Part 11 (1/2)

Kilo. Ellis Parker Butler 44570K 2022-07-22

”Yes,” said Eliph'. ”Somebody's home, but they don't answer the bell.

”Book agent?” said the attorney. ”Well, you can't blame them, much. Gems of literature aren't always wanted.”

The Colonel scowled. He felt a personal interest in Pap Briggs' money, and he resented any attempt to part the old man from any of it. He suffered almost as deeply at tax time as Pap himself did, and he considered the money Sally had to pay in installments on Sir Walter Scott as practically thrown away, and that she might as well have taken it out of his own pocket. He knocked on the lower step of the porch, with the side of his ax, angrily.

”You git out of this here yard!” he ordered. ”I don't want no book agents a-hangin' around here, an' I won't have it. You clean out of here!”

Eliph' coughed lightly behind his hand, but the words of reproof that he intended to launch softly at the Colonel were never spoken.

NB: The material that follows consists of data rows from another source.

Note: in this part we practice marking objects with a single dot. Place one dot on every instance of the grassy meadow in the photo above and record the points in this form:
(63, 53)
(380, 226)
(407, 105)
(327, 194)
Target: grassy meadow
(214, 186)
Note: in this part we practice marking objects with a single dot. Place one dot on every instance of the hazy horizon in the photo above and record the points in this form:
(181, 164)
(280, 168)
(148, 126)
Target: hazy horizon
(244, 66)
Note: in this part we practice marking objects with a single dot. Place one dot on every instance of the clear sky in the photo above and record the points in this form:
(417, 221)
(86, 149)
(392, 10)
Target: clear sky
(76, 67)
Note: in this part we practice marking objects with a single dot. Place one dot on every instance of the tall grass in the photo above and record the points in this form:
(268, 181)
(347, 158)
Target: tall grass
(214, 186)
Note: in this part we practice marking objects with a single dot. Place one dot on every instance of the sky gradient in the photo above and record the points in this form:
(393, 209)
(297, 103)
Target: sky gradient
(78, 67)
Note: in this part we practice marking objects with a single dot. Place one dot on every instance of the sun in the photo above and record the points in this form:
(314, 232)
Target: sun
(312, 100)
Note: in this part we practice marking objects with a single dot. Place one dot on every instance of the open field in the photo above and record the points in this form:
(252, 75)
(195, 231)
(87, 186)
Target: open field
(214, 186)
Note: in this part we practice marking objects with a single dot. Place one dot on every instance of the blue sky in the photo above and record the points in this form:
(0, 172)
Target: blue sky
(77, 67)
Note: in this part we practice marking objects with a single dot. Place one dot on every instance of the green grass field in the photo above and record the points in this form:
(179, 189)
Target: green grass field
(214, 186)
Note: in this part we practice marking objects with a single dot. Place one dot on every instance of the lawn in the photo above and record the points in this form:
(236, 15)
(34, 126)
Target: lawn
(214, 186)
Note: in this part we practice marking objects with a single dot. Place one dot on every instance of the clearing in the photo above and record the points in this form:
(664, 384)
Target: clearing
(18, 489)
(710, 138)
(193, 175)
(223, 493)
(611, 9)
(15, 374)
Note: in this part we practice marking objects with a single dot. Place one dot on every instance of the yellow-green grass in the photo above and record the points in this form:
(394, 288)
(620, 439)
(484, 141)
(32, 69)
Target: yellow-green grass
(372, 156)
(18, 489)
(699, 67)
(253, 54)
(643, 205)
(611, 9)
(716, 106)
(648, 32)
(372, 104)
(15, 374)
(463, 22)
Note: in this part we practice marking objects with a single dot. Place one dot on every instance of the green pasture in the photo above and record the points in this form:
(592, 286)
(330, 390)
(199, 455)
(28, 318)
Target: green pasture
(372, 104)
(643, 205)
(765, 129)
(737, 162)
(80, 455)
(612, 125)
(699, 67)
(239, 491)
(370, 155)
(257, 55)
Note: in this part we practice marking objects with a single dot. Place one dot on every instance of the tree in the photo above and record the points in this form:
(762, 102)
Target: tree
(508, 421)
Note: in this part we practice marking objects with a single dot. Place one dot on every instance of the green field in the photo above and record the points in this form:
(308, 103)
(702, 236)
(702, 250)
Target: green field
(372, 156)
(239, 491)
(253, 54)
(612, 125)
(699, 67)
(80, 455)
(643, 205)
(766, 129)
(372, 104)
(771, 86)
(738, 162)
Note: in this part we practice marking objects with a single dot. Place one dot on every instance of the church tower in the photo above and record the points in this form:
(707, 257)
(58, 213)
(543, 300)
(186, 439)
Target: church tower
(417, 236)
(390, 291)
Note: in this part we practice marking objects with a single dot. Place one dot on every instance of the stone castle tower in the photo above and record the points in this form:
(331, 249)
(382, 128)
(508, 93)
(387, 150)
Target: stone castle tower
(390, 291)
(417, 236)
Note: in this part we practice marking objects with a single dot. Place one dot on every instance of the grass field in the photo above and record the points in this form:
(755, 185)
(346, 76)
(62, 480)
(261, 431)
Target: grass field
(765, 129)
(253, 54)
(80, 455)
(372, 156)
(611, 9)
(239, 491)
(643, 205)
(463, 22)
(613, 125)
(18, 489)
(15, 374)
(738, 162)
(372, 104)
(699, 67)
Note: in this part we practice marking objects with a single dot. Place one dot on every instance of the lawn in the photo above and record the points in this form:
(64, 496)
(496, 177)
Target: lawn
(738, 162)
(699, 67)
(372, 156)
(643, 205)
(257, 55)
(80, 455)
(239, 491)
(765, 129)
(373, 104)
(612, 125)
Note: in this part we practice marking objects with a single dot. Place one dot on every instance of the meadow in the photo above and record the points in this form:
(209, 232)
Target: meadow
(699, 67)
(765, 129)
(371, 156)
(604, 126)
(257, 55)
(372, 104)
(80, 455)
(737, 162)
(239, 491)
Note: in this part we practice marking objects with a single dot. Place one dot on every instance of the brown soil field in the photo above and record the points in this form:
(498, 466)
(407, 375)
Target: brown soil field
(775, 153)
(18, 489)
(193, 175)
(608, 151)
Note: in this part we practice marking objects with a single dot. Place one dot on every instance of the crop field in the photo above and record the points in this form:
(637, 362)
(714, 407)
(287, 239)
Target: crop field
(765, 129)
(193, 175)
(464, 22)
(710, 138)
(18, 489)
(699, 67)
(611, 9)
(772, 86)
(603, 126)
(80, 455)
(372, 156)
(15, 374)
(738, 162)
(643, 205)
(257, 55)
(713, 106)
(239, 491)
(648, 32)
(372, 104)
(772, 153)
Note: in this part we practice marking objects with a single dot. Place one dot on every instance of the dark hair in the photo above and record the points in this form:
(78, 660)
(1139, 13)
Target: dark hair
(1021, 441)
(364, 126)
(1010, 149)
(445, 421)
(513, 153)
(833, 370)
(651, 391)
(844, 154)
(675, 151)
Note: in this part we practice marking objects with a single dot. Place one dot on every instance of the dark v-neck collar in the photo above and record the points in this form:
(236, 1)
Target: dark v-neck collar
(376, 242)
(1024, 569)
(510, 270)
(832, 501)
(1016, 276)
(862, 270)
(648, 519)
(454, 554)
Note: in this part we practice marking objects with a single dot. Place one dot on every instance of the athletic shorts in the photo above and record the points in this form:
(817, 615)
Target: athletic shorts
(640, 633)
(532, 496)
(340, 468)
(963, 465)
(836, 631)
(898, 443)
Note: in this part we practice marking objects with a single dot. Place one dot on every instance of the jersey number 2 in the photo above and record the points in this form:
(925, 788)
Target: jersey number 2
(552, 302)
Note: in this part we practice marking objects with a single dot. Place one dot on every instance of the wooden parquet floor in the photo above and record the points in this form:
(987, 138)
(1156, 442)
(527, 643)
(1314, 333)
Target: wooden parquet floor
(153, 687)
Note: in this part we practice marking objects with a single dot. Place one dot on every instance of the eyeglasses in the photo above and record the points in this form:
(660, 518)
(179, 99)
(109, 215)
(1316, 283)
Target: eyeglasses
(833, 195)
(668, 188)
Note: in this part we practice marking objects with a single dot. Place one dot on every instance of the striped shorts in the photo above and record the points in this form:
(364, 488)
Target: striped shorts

”Well, this IS lucky!” cried the attorney, holding out his hand to Eliph'. ”Colonel, this is the best luck we could have had. Here we need a witness, and here we have him right on the spot! I was going to stop and get Skinner on the way down, and then I thought maybe, from what you said, you and Skinner were not very friendly, so I didn't, and now I'm glad I didn't. We find a witness right here on the porch, just as if he had been ordered to be here. I call that a good omen.”

The Colonel was not pleased, and he showed it, but he really had nothing that he could urge against this book agent, so he said nothing. The attorney rang the bell, and Miss Sally, having peeped out to see the meaning of so many men on her porch, recognized the Colonel and the attorney, and opened the door. The attorney stood back to let Eliph'

enter, and then followed him in. The three men stood in the little hallway, hats in hand, while Toole explained why they had come, and Miss Sally led the way to the second-floor room where the box stood.

It was an impressive scene as the four gathered around the box.

”Knock off the lid!” said the attorney firmly. The Colonel raised his ax and struck. The board splintered but remained firm. ”Legally,” said the attorney, ”you may strike three blows.”

At the third blow a portion of the lid fell clattering to the floor, and the three men and Miss Sally peered anxiously into the box. From it the Colonel tenderly lifted a nickel-plated cylinder, as tall as a man's knee and as large around as a leg of mutton. It had a convex top, and on one side a dial. From near the base a long rubber tube extended.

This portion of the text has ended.